Once received, the client will use the metadata to figure out where to connect when it wants to write to or read from a given partition.
The broker addresses used in the metadata will be either created by the broker itself based on the hostname of the machine where the broker runs.
Or it can be configured by the user using the advertised.listeners
option.
The client will use the address from the metadata to open one or more new connections to the addresses of the brokers which hosts the particular partitions it is interested in.
Even when the metadata would point to the same broker where the client already connected and received the metadata from, it would still open a second connection.
And these connection will be used to produce or consume data.
Note: The description of the Kafka protocol is intentionally simplified for the purpose of this blog post.
What does it mean for Kafka on Kubernetes
So, what does this mean for running Kafka on Kubernetes?
If you are familiar with Kubernetes, you probably know that the most common way to expose some application is using a Kubernetes Service
.
Kubernetes services work as layer 4 load-balancers.
They provide a stable DNS address, where the clients can connect.
And they just forward the connections to one of the pods which are backing the service.
This works reasonably well with most stateless applications which just want to connect randomly to one of the backends behind the service. But it can get a lot trickier if your application requires some kind of stickiness because of some state associated with a particular pod. It can be for example session stickiness - a client needs to connect to the same pod as last time because of some session information which the pod already has. Or it can be a data stickiness - a client needs to connect to a particular pod because it contains some particular data.
This is also the case with Kafka. A Kubernetes service can be used for the initial connection only - it will take the client to one of the brokers within the cluster where it can get the metadata. But the subsequent connections cannot be done through that service because it would route the connection randomly to one of the brokers in the cluster instead of leading it to one particular broker.
So how does Strimzi deal with this? There are two general ways of dealing with this problem:
- Write your own proxy / load balancer which would do more intelligent routing on the application layer (layer 7). Such a proxy could, for example, abstract the architecture of the Kafka cluster from the client and pretend that the cluster has just one big broker running everything and just route the traffic to the different brokers in the background. Kubernetes already does this for the HTTP traffic using the Ingress resource.
- Make sure you use the
advertised.listeners
option in the broker configuration in a way which allows the clients to connect directly to the broker.

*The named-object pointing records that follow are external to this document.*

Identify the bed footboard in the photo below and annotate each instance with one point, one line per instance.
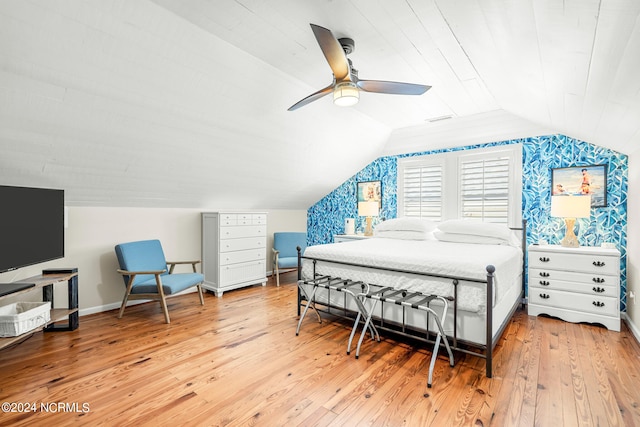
(363, 293)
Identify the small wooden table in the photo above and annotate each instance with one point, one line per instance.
(69, 314)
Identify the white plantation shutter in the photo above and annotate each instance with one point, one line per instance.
(484, 184)
(422, 195)
(484, 189)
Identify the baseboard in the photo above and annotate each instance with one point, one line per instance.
(635, 331)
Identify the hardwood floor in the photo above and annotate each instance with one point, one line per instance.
(236, 361)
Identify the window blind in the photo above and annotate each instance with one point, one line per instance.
(484, 189)
(422, 192)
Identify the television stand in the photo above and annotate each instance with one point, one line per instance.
(46, 282)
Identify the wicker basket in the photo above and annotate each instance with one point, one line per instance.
(21, 317)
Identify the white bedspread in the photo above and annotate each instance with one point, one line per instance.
(424, 256)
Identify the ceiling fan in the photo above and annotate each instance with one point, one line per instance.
(346, 85)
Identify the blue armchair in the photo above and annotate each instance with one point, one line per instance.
(285, 253)
(144, 270)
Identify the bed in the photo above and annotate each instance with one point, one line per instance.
(478, 266)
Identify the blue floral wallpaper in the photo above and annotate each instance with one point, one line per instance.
(539, 156)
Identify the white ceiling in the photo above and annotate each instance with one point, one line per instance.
(183, 103)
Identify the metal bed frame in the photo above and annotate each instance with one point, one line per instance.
(484, 351)
(415, 300)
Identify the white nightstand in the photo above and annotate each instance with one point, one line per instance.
(340, 238)
(575, 284)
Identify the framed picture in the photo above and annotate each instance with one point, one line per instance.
(581, 180)
(369, 191)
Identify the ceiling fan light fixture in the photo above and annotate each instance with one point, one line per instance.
(346, 94)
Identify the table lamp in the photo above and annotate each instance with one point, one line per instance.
(369, 210)
(570, 208)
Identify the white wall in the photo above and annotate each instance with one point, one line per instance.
(93, 232)
(633, 244)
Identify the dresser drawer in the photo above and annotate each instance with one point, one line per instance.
(596, 304)
(243, 272)
(227, 258)
(578, 287)
(241, 244)
(539, 275)
(584, 263)
(240, 231)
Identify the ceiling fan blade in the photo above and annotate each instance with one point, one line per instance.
(394, 88)
(333, 51)
(313, 97)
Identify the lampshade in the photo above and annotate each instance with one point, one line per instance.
(368, 208)
(571, 206)
(346, 94)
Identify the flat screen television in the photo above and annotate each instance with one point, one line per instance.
(31, 226)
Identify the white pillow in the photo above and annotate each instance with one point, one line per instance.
(407, 224)
(468, 238)
(404, 234)
(476, 228)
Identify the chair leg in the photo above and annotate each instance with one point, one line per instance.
(127, 292)
(163, 301)
(200, 293)
(124, 304)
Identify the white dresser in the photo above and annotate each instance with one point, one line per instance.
(575, 284)
(234, 251)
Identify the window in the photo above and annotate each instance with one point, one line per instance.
(485, 184)
(423, 191)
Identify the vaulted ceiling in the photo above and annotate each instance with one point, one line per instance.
(183, 103)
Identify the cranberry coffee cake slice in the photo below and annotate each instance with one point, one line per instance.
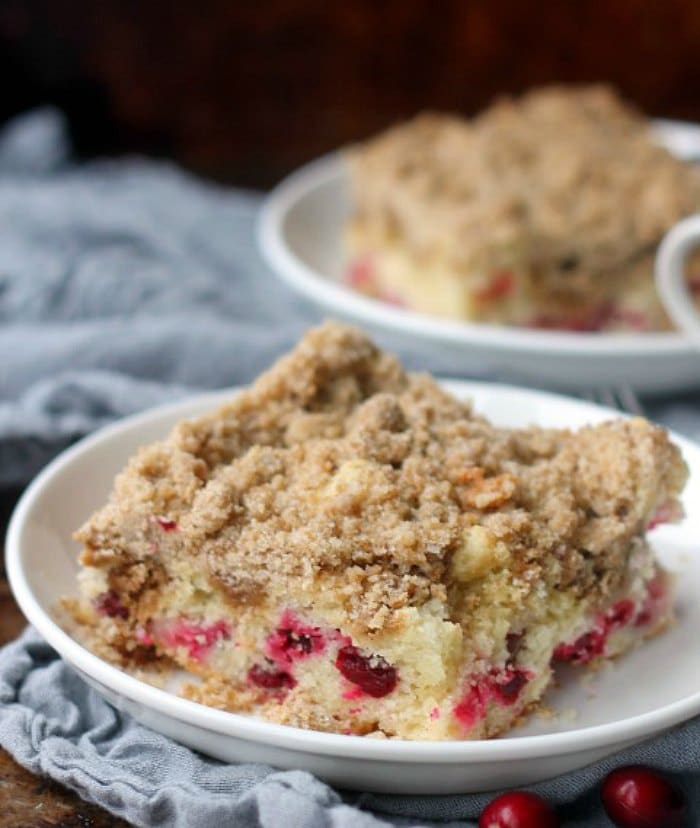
(348, 548)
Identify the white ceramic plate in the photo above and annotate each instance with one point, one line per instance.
(300, 236)
(41, 564)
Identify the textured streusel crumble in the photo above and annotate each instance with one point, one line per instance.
(347, 547)
(543, 211)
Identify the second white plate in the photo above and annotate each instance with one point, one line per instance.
(42, 567)
(300, 236)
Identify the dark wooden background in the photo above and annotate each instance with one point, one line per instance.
(245, 91)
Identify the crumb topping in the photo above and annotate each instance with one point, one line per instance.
(571, 179)
(337, 470)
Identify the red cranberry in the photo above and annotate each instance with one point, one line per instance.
(638, 797)
(270, 678)
(370, 673)
(518, 809)
(511, 683)
(108, 603)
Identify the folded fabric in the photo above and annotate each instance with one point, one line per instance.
(123, 285)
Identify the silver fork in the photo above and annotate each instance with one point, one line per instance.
(620, 397)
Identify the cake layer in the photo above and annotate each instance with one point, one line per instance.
(539, 208)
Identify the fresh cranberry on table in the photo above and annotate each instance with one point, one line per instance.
(518, 809)
(638, 797)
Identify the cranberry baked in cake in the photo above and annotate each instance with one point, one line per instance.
(543, 211)
(348, 548)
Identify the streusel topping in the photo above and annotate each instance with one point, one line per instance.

In Strimzi, we currently support the second option.
Connecting from inside the same Kubernetes cluster
Doing this for clients running inside the same Kubernetes cluster as the Kafka cluster is actually quite simple. Each pod has its own IP address, which other applications can use to connect directly to it. This is normally not used by regular Kubernetes applications. One of the reasons is that Kubernetes doesn’t offer any nice way to discover these IP addresses. To find out the IP address, you would need to use the Kubernetes API, find the right pod and its IP address. And you would need to have the rights for this. Instead, Kubernetes uses the services with their stable DNS names as the main discovery mechanism. But with Kafka, this is not an issue, because it has its own discovery protocol. We do not need the clients to figure out the API address from the Kubernetes API. We just need to configure it and the advertised address and the clients will discover it through the Kafka metadata.
But there is even one better option which is used by Strimzi. For StatefulSets – which Strimzi is using to run the Kafka brokers – you can use the Kubernetes headless service to give each of the pods a stable DNS name. Strimzi is using these DNS names as the advertised addresses for the Kafka brokers. So with Strimzi:
- The initial connection is done using a regular Kubernetes service to get the metadata.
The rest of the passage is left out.